Fewer employers are relying on candidates having a degree, according to a new survey showing skills-based hiring is up 63%.
The research by payroll company Remote found that the gap between salaries offered to people without degrees and to graduates is marginal – while a number of roles without degrees can earn the same or more.
The average salary for a marketing position requiring a degree is £33,416, while a position for a candidate without a degree is £33,226 – just £200 difference a year.
The difference is more marked in certain professions: in accountancy, for example, those with degrees earn an average salary of £38,271, while those without can earn £39,349. Those with a doctoral degree earn just £33,333 on average.

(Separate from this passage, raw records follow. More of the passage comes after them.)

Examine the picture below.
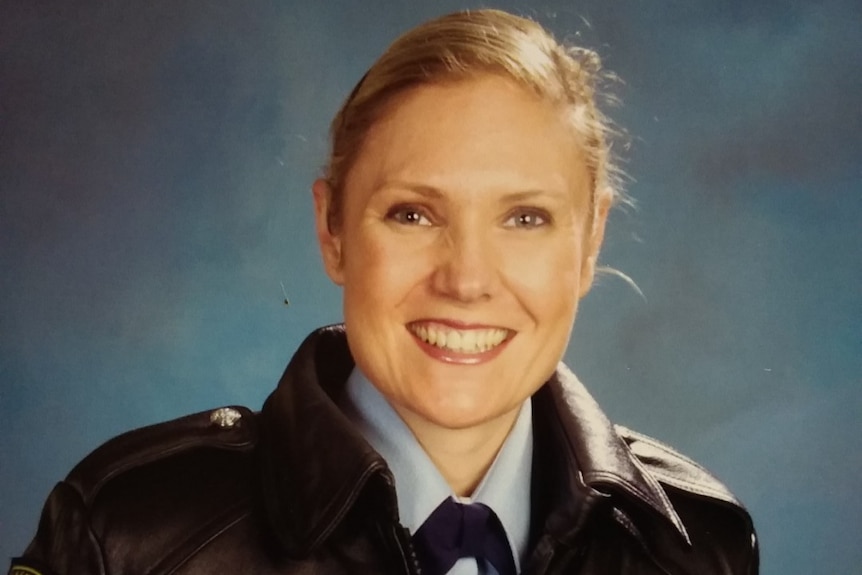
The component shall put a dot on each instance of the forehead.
(480, 132)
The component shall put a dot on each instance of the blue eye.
(408, 215)
(528, 219)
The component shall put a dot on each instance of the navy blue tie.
(456, 530)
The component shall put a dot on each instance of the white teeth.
(462, 341)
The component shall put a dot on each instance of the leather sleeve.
(64, 543)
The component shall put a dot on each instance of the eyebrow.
(431, 192)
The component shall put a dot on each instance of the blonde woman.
(436, 431)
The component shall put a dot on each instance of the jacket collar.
(315, 466)
(599, 461)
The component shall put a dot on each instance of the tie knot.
(455, 530)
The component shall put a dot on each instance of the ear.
(594, 241)
(329, 241)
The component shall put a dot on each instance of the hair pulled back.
(463, 45)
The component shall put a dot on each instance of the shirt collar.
(419, 485)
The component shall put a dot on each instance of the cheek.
(548, 273)
(381, 270)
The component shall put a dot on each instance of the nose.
(466, 269)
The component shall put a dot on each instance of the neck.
(463, 456)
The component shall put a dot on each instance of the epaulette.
(672, 468)
(231, 428)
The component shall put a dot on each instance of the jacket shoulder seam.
(145, 445)
(714, 488)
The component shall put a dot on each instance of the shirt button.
(225, 417)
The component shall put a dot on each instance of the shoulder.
(718, 525)
(181, 482)
(210, 436)
(672, 468)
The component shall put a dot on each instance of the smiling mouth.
(466, 341)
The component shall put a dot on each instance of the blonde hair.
(462, 45)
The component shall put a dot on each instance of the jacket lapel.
(314, 465)
(598, 457)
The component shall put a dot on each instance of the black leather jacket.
(295, 489)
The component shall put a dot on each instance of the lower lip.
(449, 356)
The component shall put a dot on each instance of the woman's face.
(464, 247)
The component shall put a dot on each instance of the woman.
(462, 212)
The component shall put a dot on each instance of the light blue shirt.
(420, 487)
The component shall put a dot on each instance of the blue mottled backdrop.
(155, 162)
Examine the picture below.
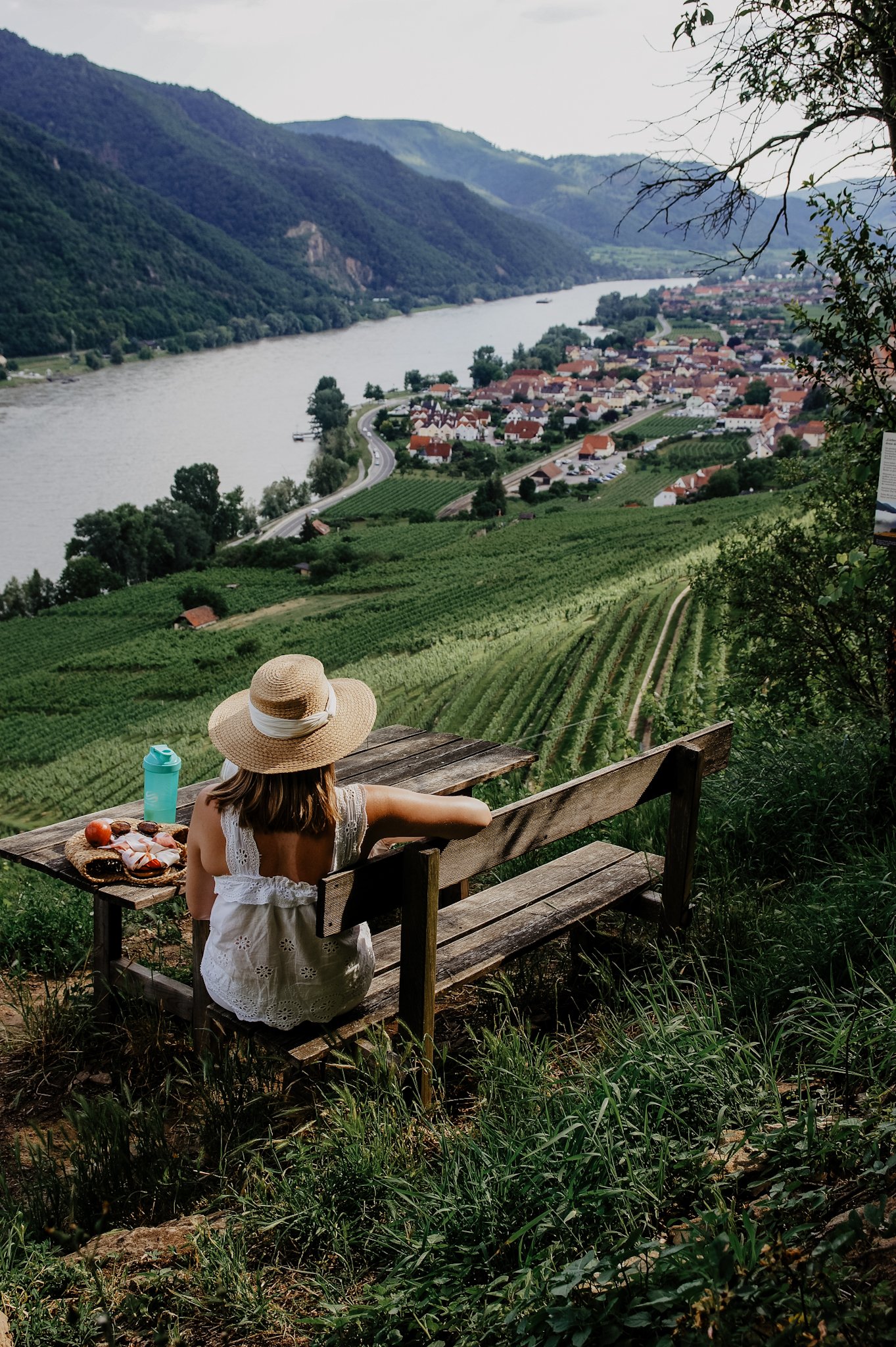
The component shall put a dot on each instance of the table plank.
(354, 767)
(498, 760)
(397, 754)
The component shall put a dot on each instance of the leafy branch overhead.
(832, 68)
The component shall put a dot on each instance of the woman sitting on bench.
(260, 843)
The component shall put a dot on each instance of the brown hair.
(281, 802)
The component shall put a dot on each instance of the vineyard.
(542, 631)
(397, 495)
(673, 426)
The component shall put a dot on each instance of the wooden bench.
(436, 946)
(394, 754)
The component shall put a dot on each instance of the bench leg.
(417, 970)
(200, 998)
(684, 811)
(455, 892)
(106, 946)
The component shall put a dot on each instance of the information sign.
(885, 508)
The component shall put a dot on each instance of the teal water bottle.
(160, 772)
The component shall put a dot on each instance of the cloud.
(560, 12)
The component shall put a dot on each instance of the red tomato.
(99, 833)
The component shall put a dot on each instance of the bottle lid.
(162, 759)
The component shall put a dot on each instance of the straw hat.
(293, 718)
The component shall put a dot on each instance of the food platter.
(130, 852)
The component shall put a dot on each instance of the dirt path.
(635, 712)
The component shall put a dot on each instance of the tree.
(18, 600)
(280, 497)
(248, 519)
(198, 488)
(327, 407)
(178, 538)
(758, 394)
(229, 515)
(123, 539)
(327, 474)
(486, 367)
(490, 497)
(85, 577)
(830, 65)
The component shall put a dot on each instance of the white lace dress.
(263, 960)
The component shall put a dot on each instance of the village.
(739, 378)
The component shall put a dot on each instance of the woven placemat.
(104, 865)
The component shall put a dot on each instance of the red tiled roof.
(199, 616)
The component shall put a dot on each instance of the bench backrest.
(373, 888)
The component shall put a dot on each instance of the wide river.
(68, 449)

The highest paid job not requiring a degree is equities trader, paying £56,284. Commodities traders who are not graduates earn £51,862, and ethical hackers £48,805.
Remote found that for every job that required a degree, there were more that did not have degree requirements. In HR, for example, having a degree will open up 351 HR manager roles, compared with more than 2,500 roles that don’t require a degree.

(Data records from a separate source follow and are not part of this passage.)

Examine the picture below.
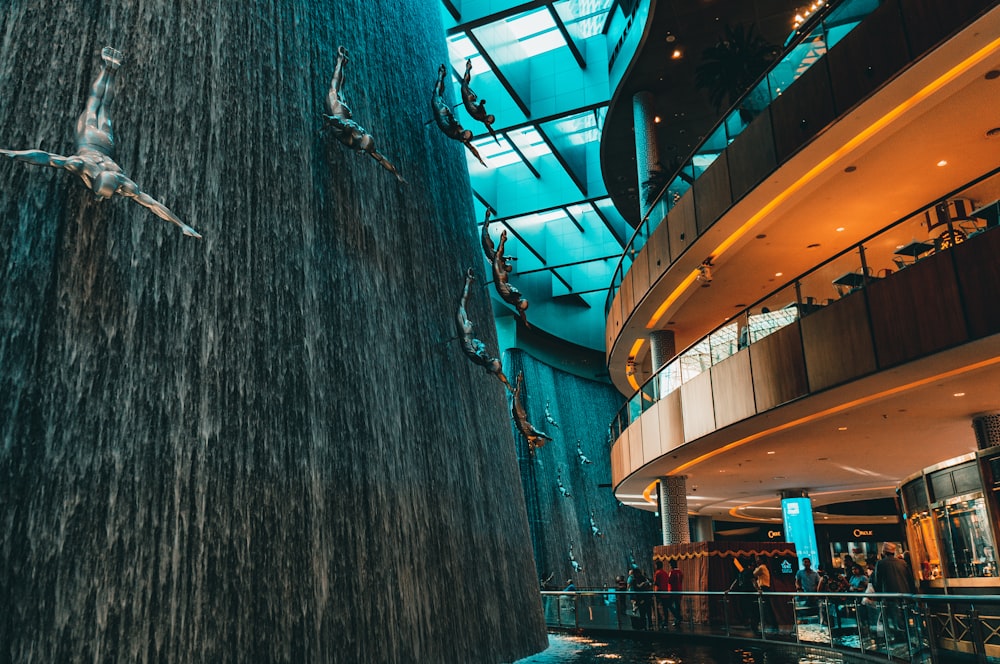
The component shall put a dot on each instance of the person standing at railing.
(762, 579)
(676, 580)
(893, 575)
(661, 584)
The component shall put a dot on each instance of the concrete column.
(987, 428)
(647, 152)
(662, 347)
(673, 509)
(703, 530)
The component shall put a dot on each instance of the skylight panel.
(583, 18)
(536, 31)
(530, 142)
(495, 155)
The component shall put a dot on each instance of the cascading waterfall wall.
(250, 447)
(583, 409)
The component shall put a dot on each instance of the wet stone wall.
(250, 447)
(582, 520)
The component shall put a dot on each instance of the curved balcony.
(878, 337)
(809, 124)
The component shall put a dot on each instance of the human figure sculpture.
(445, 118)
(595, 530)
(501, 270)
(477, 111)
(577, 568)
(548, 416)
(508, 292)
(473, 348)
(535, 437)
(94, 161)
(338, 119)
(563, 491)
(488, 247)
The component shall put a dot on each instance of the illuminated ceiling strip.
(816, 170)
(683, 286)
(737, 511)
(833, 410)
(631, 358)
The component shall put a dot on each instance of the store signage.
(799, 527)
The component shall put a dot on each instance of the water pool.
(570, 649)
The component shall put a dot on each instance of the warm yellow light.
(683, 286)
(832, 411)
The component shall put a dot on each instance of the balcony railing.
(900, 627)
(930, 231)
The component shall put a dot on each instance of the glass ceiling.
(544, 74)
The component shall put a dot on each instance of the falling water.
(250, 447)
(583, 409)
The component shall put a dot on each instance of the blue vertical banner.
(799, 528)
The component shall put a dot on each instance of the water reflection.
(569, 649)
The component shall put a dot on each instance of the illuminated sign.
(799, 527)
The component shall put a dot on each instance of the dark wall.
(249, 447)
(583, 409)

Sales is the profession where the ratio between jobs requiring candidates to be graduates and not requiring a degree is the highest. Remote found there were around 26,600 roles available to non-graduates, and 2,489 requiring a degree.
Equities traders and estate agents without a degree can earn up to 10% more than graduates with a degree. Air traffic controllers, HR managers, and accountants who do not have any kind of degree also have the potential to earn up to 4% more than those with bachelor’s degrees.

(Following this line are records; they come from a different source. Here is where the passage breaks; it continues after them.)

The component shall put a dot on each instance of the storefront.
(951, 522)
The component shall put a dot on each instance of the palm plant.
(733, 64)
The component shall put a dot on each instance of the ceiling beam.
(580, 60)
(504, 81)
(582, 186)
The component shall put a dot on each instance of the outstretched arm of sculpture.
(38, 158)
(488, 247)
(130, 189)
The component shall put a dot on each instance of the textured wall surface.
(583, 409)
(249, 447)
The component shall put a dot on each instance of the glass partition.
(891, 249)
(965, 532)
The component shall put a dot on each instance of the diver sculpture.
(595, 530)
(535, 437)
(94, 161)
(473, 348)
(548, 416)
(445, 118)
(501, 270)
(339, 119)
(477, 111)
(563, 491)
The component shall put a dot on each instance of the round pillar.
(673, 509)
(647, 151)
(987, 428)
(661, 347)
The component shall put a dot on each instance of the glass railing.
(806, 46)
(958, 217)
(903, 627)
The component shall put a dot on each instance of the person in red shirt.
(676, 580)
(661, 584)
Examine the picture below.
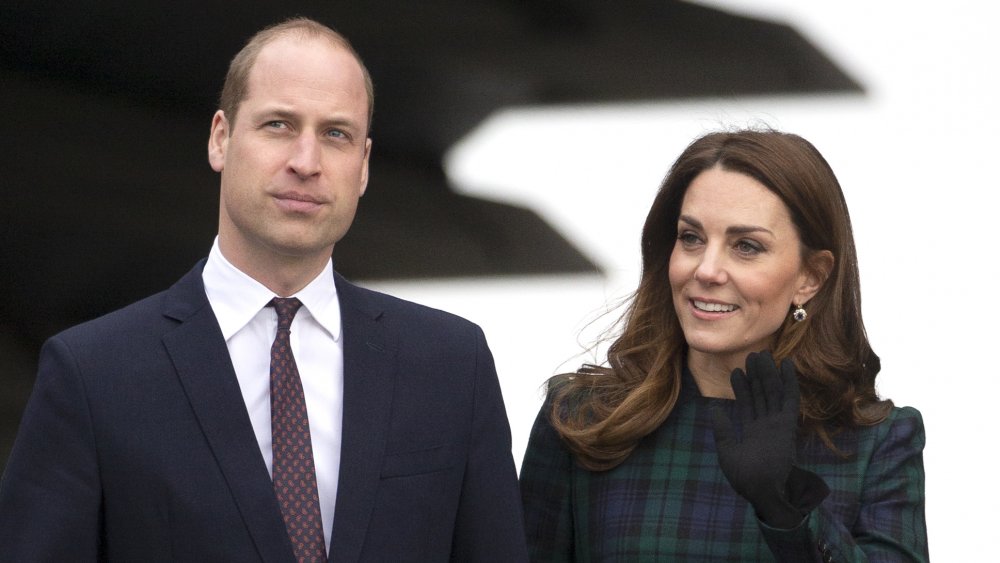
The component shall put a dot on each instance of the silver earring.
(799, 314)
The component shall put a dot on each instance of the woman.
(689, 445)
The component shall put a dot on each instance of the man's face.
(295, 160)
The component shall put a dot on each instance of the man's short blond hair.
(234, 90)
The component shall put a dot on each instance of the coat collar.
(201, 359)
(369, 378)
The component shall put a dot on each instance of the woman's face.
(736, 267)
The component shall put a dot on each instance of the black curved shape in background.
(108, 196)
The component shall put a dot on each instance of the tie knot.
(286, 307)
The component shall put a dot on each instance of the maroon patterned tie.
(293, 472)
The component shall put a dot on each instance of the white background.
(917, 158)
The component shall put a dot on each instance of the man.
(263, 408)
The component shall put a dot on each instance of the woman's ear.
(817, 269)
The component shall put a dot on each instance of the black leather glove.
(757, 457)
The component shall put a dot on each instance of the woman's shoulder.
(902, 428)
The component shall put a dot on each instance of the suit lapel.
(369, 374)
(201, 359)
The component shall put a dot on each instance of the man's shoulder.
(148, 315)
(128, 320)
(396, 309)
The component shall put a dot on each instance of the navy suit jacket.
(136, 444)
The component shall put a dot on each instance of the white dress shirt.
(249, 327)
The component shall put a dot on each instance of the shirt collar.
(236, 297)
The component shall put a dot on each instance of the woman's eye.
(688, 238)
(749, 247)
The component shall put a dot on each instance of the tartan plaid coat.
(669, 500)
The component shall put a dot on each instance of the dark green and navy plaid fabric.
(670, 502)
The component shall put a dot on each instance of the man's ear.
(218, 141)
(364, 166)
(817, 269)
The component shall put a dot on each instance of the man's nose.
(304, 160)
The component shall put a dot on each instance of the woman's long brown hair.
(602, 412)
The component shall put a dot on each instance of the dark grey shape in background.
(108, 196)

“Rather than using a candidate’s level of formal education as the sole indicator of how they will perform in a position, we instead suggest removing degree requirements wherever possible and taking a more holistic approach to recruitment; which involves considering their potential, life experiences, teachability, adaptability and resilience,” said Job van der Voort, CEO and co-founder of Remote.
“Removing unnecessary, outdated degree requirements prevents employers from missing out on a huge section of the talent pool and people without degrees have skills learned through on-the-job training. This creates greater diversity and engenders a more creative culture, leading to improved problem solving and idea generation, as well as facilitating skills and knowledge sharing.”
Remote’s research follows the results of a survey last month by job site Indeed, which found that three-quarters of employers are more open to hiring candidates without degrees than they were a decade ago.